Vice Chairperson of the Central Committee of the China Democratic National Construction Association
- In office 1992–2002

Personal details
- Born: November 1926 Jiang'an County, Sichuan, China
- Died: March 8, 2025 (aged 98)
- Party: China Democratic National Construction Association
- Alma mater: National Guanghua University; Chongqing Social University

= Feng Kexu =

Chinese politician (1926–2025)

Feng Kexu (冯克煦; November 1926 – March 8, 2025) was a senior leader of the China Democratic National Construction Association (CDNCA). A native of Jiang'an County, Sichuan, Feng served as Vice Chairperson of the 6th and 7th Central Committees of the CDNCA and later as Honorary Vice Chairperson of its 8th Central Committee.

== Biography ==
Feng Kexu was born in November 1926 in Jiang'an County, Sichuan. He pursued higher education at National Guanghua University in Chengdu and later at Chongqing Social University, where he developed a strong interest in social affairs and democratic movements.

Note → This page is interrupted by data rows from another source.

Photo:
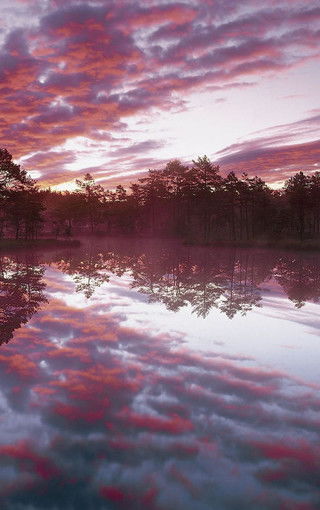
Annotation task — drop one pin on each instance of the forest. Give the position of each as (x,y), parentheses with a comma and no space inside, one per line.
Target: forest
(195,203)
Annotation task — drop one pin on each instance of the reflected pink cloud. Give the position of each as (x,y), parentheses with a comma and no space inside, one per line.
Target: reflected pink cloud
(85,68)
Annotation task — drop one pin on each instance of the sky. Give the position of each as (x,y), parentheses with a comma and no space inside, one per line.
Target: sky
(113,402)
(116,87)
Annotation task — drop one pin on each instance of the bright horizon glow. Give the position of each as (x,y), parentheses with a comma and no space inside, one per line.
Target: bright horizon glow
(117,89)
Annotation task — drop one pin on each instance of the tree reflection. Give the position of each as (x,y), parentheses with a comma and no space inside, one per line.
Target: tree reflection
(225,279)
(21,293)
(299,276)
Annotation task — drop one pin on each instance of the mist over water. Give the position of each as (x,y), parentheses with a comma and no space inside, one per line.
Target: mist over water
(147,374)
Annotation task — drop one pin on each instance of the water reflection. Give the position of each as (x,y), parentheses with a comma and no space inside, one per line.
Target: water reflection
(100,414)
(226,279)
(21,292)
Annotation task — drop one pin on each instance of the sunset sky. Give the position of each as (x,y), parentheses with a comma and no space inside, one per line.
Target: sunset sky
(115,87)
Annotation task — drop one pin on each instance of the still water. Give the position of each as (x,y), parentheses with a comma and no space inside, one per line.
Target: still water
(144,374)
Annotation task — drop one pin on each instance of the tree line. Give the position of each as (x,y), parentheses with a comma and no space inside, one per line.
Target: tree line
(193,202)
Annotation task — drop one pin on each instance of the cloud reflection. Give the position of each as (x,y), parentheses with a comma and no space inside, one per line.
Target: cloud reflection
(130,418)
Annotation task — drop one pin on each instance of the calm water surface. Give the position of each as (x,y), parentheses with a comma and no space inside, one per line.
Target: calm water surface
(143,374)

Between 1945 and 1949, Feng worked in Chongqing as a journalist and editor for the Guomin Gongbao and subsequently served as director of the advertising department of the Minzhu Daily. During this period, in January 1946, he joined the Chinese Youth Democratic Association led by the Chinese Communist Party's Southern Bureau, marking the beginning of his lifelong engagement in patriotic democratic activities.

After the founding of the People's Republic of China, Feng held a series of administrative and organizational posts. From 1950 to 1956, he worked as a section chief in the Chongqing Federation of Industry and Commerce and served as secretary of the Sichuan Provincial Committee of the CDNCA. From 1956 to 1992, he successively served as secretary of the CDNCA Central Committee, deputy director of its General Office, deputy secretary-general (concurrently heading the Economic Advisory Services Department), acting secretary-general, and eventually secretary-general and deputy director of its Executive Bureau.

From 1992 to 2002, Feng Kexu was Vice Chairperson of the Central Committee of the CDNCA. He later served as Honorary Vice Chairperson from 2002 to 2007. He was widely respected within the association as an experienced organizer and a representative figure of the older generation of its leadership.

Feng Kexu died of illness in Beijing on March 8, 2025, at the age of 99.

== Family ==
Feng Kexu’s elder brother, Feng Kexi (1922–2004), was also a prominent patriotic democratic figure. Feng Kexi served as Honorary Vice Chairperson of the Central Committee of the China Democratic League and held several senior positions in Chongqing, including Vice Chairperson of the Standing Committee of the Chongqing Municipal People’s Congress.